Updated: September 3, 2012

Dublin’s famous Blackrock baths are set to be demolished after Dún Laoghaire-Rathdown County Council deemed the baths to be ‘dangerous structures’.

The baths were the premier venue in Ireland for watersports such as swimming and diving but closed in the 1980s following the introduction of indoor heated pools.

Former Irish Olympian Eddie Heron was just one of the famous Irish swimmers and divers who used the pool during its heyday.

Many people had hoped they would one-day reopen but today’s news looks set to be the end for the famous venue which once boasted of a 50m pool, high diving platform and a capacity of 1,000 for spectators.

In a statement the council said the baths had suffered extensive damage from the weather and the sea, also saying that the structure was now a danger to the public.

The statement continued: “The pool structure is beyond repair and the seating and changing block . . . is in danger of collapse.
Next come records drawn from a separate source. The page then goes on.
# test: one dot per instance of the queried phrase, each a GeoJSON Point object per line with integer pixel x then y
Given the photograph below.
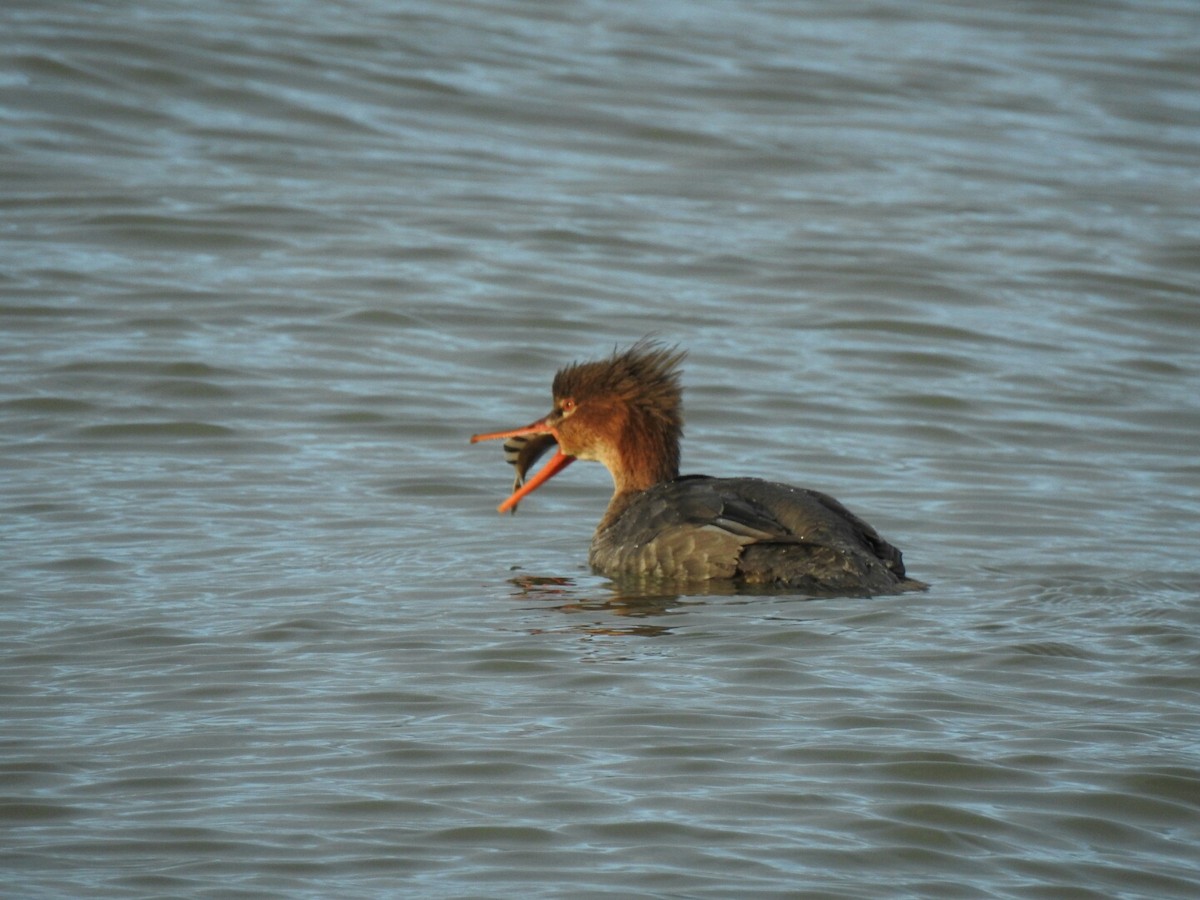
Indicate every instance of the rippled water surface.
{"type": "Point", "coordinates": [264, 268]}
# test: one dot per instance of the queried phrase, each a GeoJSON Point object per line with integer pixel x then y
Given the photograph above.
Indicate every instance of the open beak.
{"type": "Point", "coordinates": [559, 461]}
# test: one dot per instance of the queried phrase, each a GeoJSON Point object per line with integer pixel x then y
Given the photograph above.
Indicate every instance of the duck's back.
{"type": "Point", "coordinates": [744, 529]}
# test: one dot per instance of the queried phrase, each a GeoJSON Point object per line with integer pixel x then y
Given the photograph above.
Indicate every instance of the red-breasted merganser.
{"type": "Point", "coordinates": [627, 413]}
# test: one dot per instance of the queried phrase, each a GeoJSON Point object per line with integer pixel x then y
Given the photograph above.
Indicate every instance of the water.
{"type": "Point", "coordinates": [265, 268]}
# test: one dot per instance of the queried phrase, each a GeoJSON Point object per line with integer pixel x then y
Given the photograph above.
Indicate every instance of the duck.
{"type": "Point", "coordinates": [625, 412]}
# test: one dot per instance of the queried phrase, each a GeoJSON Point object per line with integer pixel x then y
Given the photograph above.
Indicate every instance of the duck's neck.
{"type": "Point", "coordinates": [645, 456]}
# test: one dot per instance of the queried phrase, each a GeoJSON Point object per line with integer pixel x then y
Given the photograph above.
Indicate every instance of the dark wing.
{"type": "Point", "coordinates": [754, 531]}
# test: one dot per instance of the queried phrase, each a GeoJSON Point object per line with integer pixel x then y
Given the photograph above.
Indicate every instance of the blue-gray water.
{"type": "Point", "coordinates": [265, 267]}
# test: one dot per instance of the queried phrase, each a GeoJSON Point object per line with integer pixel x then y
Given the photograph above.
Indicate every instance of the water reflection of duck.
{"type": "Point", "coordinates": [625, 412]}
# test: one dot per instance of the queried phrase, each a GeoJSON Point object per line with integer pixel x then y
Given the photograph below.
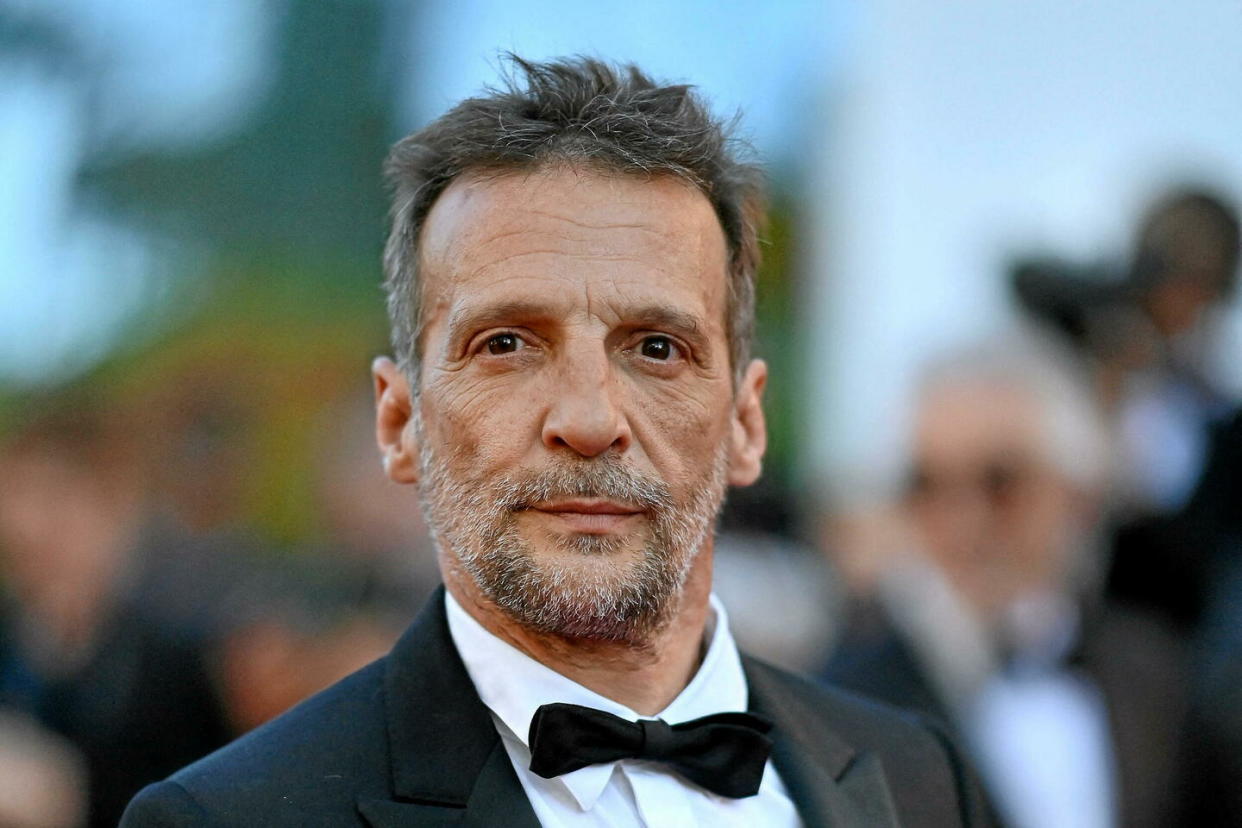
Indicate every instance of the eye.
{"type": "Point", "coordinates": [658, 348]}
{"type": "Point", "coordinates": [504, 344]}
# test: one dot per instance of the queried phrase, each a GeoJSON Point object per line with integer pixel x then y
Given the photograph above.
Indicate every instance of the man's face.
{"type": "Point", "coordinates": [576, 421]}
{"type": "Point", "coordinates": [986, 505]}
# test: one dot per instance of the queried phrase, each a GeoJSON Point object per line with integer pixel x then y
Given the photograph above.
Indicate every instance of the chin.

The guard rails to the upper seating area have rusted away and the steps are exposed.”

Following an inspection by an independent consultant, the council’s county architect, Andree Dargan, has said the structures on the site have become ‘dangerous structures’ within the meaning of the Local Government (Sanitary Services) Act, 1964.

Mr Dargan continued that measures would have to be taken to ‘remove the danger’, with the architect saying: “The council is now proceeding to make arrangements to carry out the necessary demolition work, including the removal of the diving platform.

“The elements of the structures and pool/sea wall that are not considered to be dangerous will be retained.”
The council has said that pending demolition work, the site will be subject to onsite security but County manager Owen Keegan said proposals were being made to improve the seafront including at the location of the baths.